At one end of the loggia, a triple garage; at the other, the master suite. Windows everywhere, allowing unobstructed pasture vistas to become part of the decor. Quimper pottery, made in Brittany for 300 years, hangs from the walls. Paintings depict Parisian scenes. A massive antique French armoire approaching the 9-foot ceiling dominates the master bedroom. Laundry equipment is part of his-and-hers dressing rooms.

“The mother in me needed a room for each son,” Sallie admits. They have three — two are married, one with a grandson — all accommodated upstairs, which includes a guest apartment with sitting room, bedroom, kitchenette and one of five bathrooms which are bright and attractive but hardly spas. 

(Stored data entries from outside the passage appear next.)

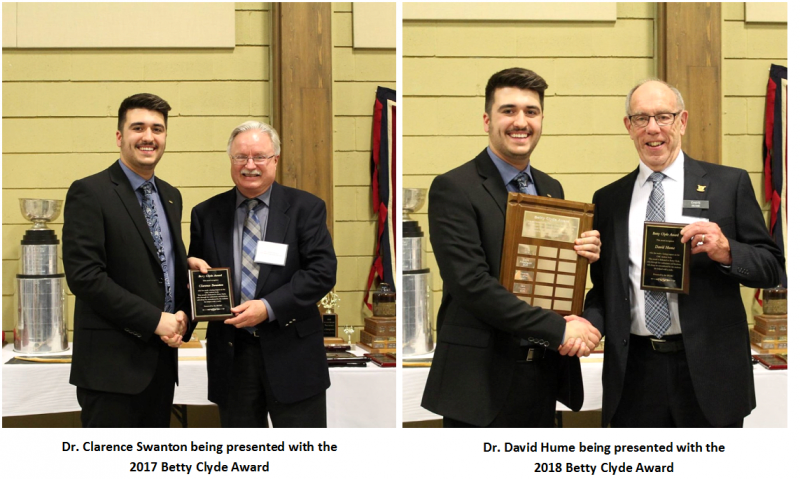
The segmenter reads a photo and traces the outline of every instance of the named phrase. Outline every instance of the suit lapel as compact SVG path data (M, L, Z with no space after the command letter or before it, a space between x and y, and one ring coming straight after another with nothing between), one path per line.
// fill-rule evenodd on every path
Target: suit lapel
M546 182L543 180L543 176L545 173L537 170L534 167L531 167L531 172L533 173L533 186L536 188L536 194L539 196L546 196L547 198L558 198L563 199L561 197L561 193L556 190L548 189L547 184L555 184L553 181Z
M476 160L478 174L483 177L483 188L489 193L497 204L497 207L500 208L503 217L505 217L506 204L508 203L508 190L505 184L503 184L503 178L500 176L500 172L497 171L497 167L494 166L492 159L489 157L489 153L487 153L485 149L477 156Z
M233 225L236 218L236 188L231 189L225 199L211 213L214 215L211 235L216 245L217 264L233 265ZM209 258L206 258L209 259ZM238 289L238 288L237 288ZM238 304L239 298L236 298Z
M639 168L628 173L619 182L617 190L612 192L613 198L616 201L611 204L613 211L611 212L614 224L614 247L616 248L617 255L617 268L621 278L628 277L628 257L630 256L628 249L628 219L631 212L631 196L633 195L633 187L636 184L636 177L639 175Z
M708 190L711 185L711 178L706 174L701 162L689 158L684 154L683 158L683 200L708 201ZM708 218L708 207L706 208L687 208L682 206L683 216L695 216Z
M114 191L117 193L122 205L128 211L128 215L133 222L136 231L139 232L139 236L142 237L142 241L147 246L148 251L153 256L153 259L156 261L158 259L158 252L156 252L156 245L153 242L153 236L150 234L150 228L147 227L147 221L144 219L144 213L142 212L142 206L139 204L139 199L136 197L136 192L133 191L131 187L131 182L128 181L128 177L125 176L125 172L122 171L122 167L119 166L119 163L115 162L111 167L108 169L109 176L111 178L111 182L114 184Z
M289 210L289 204L286 198L286 190L278 183L272 184L272 193L269 197L269 219L267 220L267 233L264 241L271 243L286 243L286 232L289 229L289 216L286 212ZM258 283L256 283L256 291L260 292L267 282L267 277L274 268L271 264L261 264L258 271Z
M156 188L158 188L158 196L161 198L161 205L164 207L164 213L167 215L167 223L169 223L169 230L174 238L180 236L181 233L181 210L180 201L174 195L174 192L165 186L165 183L158 178L155 178ZM177 236L176 236L177 235Z

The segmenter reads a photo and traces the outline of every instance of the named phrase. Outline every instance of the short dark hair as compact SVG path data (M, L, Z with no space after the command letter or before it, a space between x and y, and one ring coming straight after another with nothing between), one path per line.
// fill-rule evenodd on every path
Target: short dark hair
M547 90L547 82L544 81L544 78L525 68L507 68L492 75L488 83L486 83L486 103L484 108L487 114L492 112L494 91L505 87L535 91L539 94L539 102L542 104L542 110L544 110L544 91Z
M169 106L166 100L152 93L137 93L131 95L122 100L122 103L119 105L119 112L117 113L118 131L122 131L122 129L125 128L125 118L128 115L128 110L135 110L136 108L157 111L164 115L164 127L167 126L167 112L172 110L172 107Z

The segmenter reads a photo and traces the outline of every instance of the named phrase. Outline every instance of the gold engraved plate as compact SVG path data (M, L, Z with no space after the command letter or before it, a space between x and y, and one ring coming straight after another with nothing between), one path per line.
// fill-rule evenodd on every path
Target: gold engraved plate
M536 260L533 258L526 258L524 256L517 256L517 267L519 268L535 268Z
M565 263L564 261L560 261L558 263L558 272L559 273L574 273L575 272L575 263Z
M556 281L556 275L554 275L553 273L545 273L542 271L536 273L537 283L553 284L555 281Z
M553 301L550 298L533 298L533 305L540 308L550 309Z
M572 301L553 300L553 309L556 311L570 311L572 310Z
M525 296L517 296L517 298L521 299L522 301L525 301L525 303L527 304L531 304L531 298L526 298Z
M520 244L517 246L517 254L527 254L531 256L536 255L536 245L534 244Z
M518 269L514 273L514 279L516 281L533 281L533 273L531 273L530 271L523 271L521 269Z
M574 243L578 239L580 225L580 218L526 211L522 222L522 236Z
M514 292L519 294L531 294L533 285L527 283L514 283Z
M561 248L558 250L558 257L571 261L578 261L578 253L574 249Z
M558 258L558 248L542 246L539 248L539 256L542 258Z
M536 292L533 294L535 294L536 296L553 296L553 287L545 286L543 284L537 284Z
M543 269L545 271L555 271L556 270L556 262L551 259L540 259L539 260L539 269Z
M556 284L563 284L564 286L575 286L575 276L559 274L556 278Z
M556 288L554 296L556 298L572 298L573 291L575 290L572 288Z

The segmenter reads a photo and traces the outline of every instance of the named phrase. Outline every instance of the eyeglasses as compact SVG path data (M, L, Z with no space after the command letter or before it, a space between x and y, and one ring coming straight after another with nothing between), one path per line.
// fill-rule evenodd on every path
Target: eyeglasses
M239 156L232 156L231 160L233 160L233 162L236 163L237 165L246 165L249 160L253 160L253 163L255 163L257 165L263 165L268 160L271 160L273 158L275 158L275 155L272 155L272 156L264 156L264 155L245 156L245 155L239 155Z
M675 118L681 113L682 111L677 113L658 113L657 115L629 115L628 119L636 128L646 127L650 123L650 118L655 118L658 126L670 126L675 123Z

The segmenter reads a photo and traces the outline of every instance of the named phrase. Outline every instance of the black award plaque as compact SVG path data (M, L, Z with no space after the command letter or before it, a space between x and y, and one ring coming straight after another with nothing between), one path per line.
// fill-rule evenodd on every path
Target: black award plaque
M222 321L233 317L230 268L209 268L207 274L189 271L189 292L195 321Z
M681 243L685 224L645 221L641 288L689 294L691 243Z

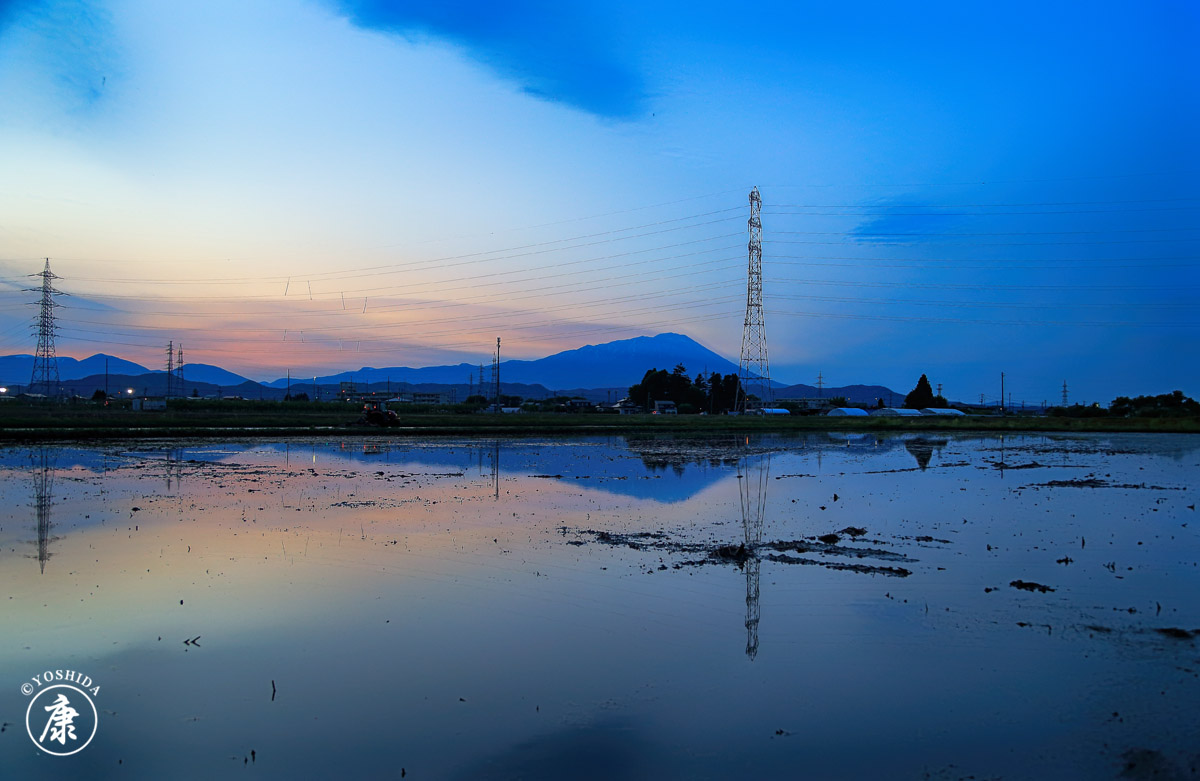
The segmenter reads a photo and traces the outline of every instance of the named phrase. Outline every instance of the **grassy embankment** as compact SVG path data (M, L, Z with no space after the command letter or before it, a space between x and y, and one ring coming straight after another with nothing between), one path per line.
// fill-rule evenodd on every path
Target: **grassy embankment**
M1059 431L1200 433L1200 418L1053 418L1013 415L965 418L735 417L728 415L461 414L404 412L390 428L353 425L358 407L344 403L173 401L166 411L129 404L0 404L0 441L306 435L511 435L787 431Z

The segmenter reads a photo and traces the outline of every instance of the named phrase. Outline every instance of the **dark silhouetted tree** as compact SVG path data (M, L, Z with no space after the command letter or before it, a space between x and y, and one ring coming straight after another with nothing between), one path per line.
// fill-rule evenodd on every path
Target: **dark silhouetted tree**
M908 409L922 409L933 406L933 388L929 387L929 378L924 374L917 380L917 387L904 397L904 406Z

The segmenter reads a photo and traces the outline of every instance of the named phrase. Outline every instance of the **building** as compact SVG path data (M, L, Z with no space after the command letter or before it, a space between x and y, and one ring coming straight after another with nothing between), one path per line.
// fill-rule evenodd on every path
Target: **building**
M643 411L637 402L629 398L621 399L610 409L616 410L618 415L637 415Z
M868 417L865 409L858 407L834 407L825 413L826 417L830 418L865 418Z
M966 413L964 413L962 410L950 409L948 407L926 407L925 409L921 410L921 414L936 415L943 418L961 418L966 416Z
M904 407L884 407L883 409L873 409L871 414L879 418L919 418L921 410L905 409Z
M654 402L654 415L677 415L679 410L675 407L673 401L656 401Z
M775 401L781 405L787 404L794 407L796 412L801 415L828 414L829 410L833 409L832 399L775 399Z

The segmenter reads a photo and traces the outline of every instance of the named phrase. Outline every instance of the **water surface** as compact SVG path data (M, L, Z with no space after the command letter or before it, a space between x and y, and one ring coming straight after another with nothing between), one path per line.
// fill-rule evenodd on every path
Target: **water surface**
M0 449L0 768L1187 777L1197 466L1165 435ZM66 758L20 691L60 668L101 687Z

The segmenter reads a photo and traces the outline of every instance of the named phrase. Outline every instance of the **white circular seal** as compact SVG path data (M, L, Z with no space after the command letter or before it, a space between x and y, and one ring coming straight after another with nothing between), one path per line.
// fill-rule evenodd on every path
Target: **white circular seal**
M56 757L69 757L87 748L100 721L96 704L82 689L56 683L29 701L25 730L33 745Z

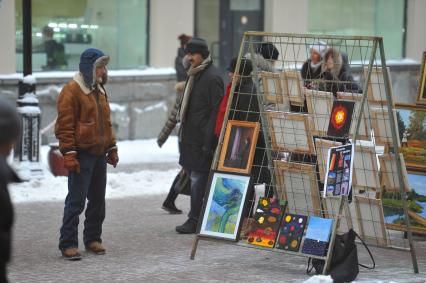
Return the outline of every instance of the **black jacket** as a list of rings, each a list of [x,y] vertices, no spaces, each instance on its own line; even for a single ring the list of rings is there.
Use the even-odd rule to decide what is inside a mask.
[[[237,84],[232,98],[229,119],[260,122],[259,102],[256,95],[256,87],[251,78],[244,78],[241,83]]]
[[[304,86],[308,86],[312,80],[317,80],[321,75],[321,64],[319,64],[318,68],[312,68],[311,59],[308,59],[303,63],[302,69],[300,70],[300,75],[303,78]]]
[[[10,260],[11,254],[13,206],[7,185],[18,181],[18,176],[6,159],[0,156],[0,265],[5,265]]]
[[[222,78],[211,63],[195,75],[185,122],[180,128],[179,164],[207,172],[217,145],[214,135],[219,104],[224,93]]]

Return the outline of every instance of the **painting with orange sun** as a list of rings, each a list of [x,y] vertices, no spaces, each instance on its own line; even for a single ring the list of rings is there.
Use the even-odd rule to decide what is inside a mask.
[[[348,138],[354,107],[354,101],[339,100],[333,102],[327,136]]]

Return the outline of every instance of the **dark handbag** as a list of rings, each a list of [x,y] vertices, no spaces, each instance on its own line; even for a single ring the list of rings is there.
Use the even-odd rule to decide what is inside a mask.
[[[369,267],[358,262],[358,251],[357,246],[355,244],[355,238],[358,238],[364,247],[367,249],[368,254],[373,261],[373,266]],[[310,263],[312,261],[312,267],[310,267]],[[306,269],[306,273],[310,274],[311,271],[315,268],[316,274],[322,274],[324,269],[325,261],[322,259],[311,259],[308,261],[308,268]],[[359,267],[362,266],[367,269],[374,269],[376,263],[374,261],[373,255],[371,254],[369,248],[364,243],[364,241],[358,236],[358,234],[350,229],[347,233],[343,235],[336,235],[336,239],[334,241],[333,253],[331,256],[330,262],[330,270],[328,274],[330,274],[331,278],[333,278],[333,282],[335,283],[343,283],[343,282],[351,282],[355,280],[359,273]]]
[[[187,196],[191,195],[191,180],[183,168],[177,174],[173,184],[176,193]]]

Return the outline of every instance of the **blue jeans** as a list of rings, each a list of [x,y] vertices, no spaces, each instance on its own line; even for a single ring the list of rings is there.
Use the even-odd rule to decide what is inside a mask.
[[[191,170],[187,170],[187,172],[189,174],[189,178],[191,179],[191,210],[189,211],[188,218],[198,222],[201,208],[203,207],[203,199],[206,192],[209,172]]]
[[[59,249],[78,247],[79,215],[87,202],[83,242],[102,242],[102,223],[105,219],[106,157],[79,152],[80,174],[69,172],[68,195],[60,230]]]

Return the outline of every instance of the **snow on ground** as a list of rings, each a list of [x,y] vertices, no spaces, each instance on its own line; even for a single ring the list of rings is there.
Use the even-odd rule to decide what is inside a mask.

A French chateau doesn’t do spas.

The French experience also influenced Sallie’s palette, with yellow coming out the winner — not lemon or daffodil but a muted hue, perhaps butter diluted with crème fraîche, or a silky béchamel. This hue covers exterior walls with contrasting purplish-blue shutters and, surprisingly, the footed kitchen cabinets.

  

Ah, the kitchen, showplace of the American luxury home. Sallie wasn’t interested in sterile white or professional-grade appliances; more important to her, a backsplash composed of weathered, hand-painted tiles in colors and motifs that continue the European country chic feel. Chris points proudly to the top of a Vermont sugar maple chopping-block table inserted into the island. “It’s from my parents’ home. When I was young I would sit on it and talk to them.”

Furnishings combine antiques with spotlight pieces. In the living room, a coffee table contrived from twisted vines is topped by a toile tray, and a pair of oversized, heavily tufted slipper chairs face two Asian lamps made from tea canisters. In the sunroom the drawer of a game table, from Sallie’s lineage, holds a Washington Post front page dated 1882.

“We’re not super-formal,” Sallie concludes, “but we give plenty of dinner parties with china and crystal. I wasn’t ready to give that up.”

Not your ordinary horse farm, even in an area known for elaborate installations. “I knew what I wanted and I held my ground,” Sallie says. Meaning custom-designed and custom-built, right down to the baseboards. Geothermal heating and cooling. A courtyard covered with pebbles, not grass. Splintery decorative ceiling beams from the Amish. A sweet rescue pup named Gracie. Outbuildings — one containing Chris’ man cave — that complement, but don’t detract from the main house which, sadly, Sallie and Chris never got around to naming.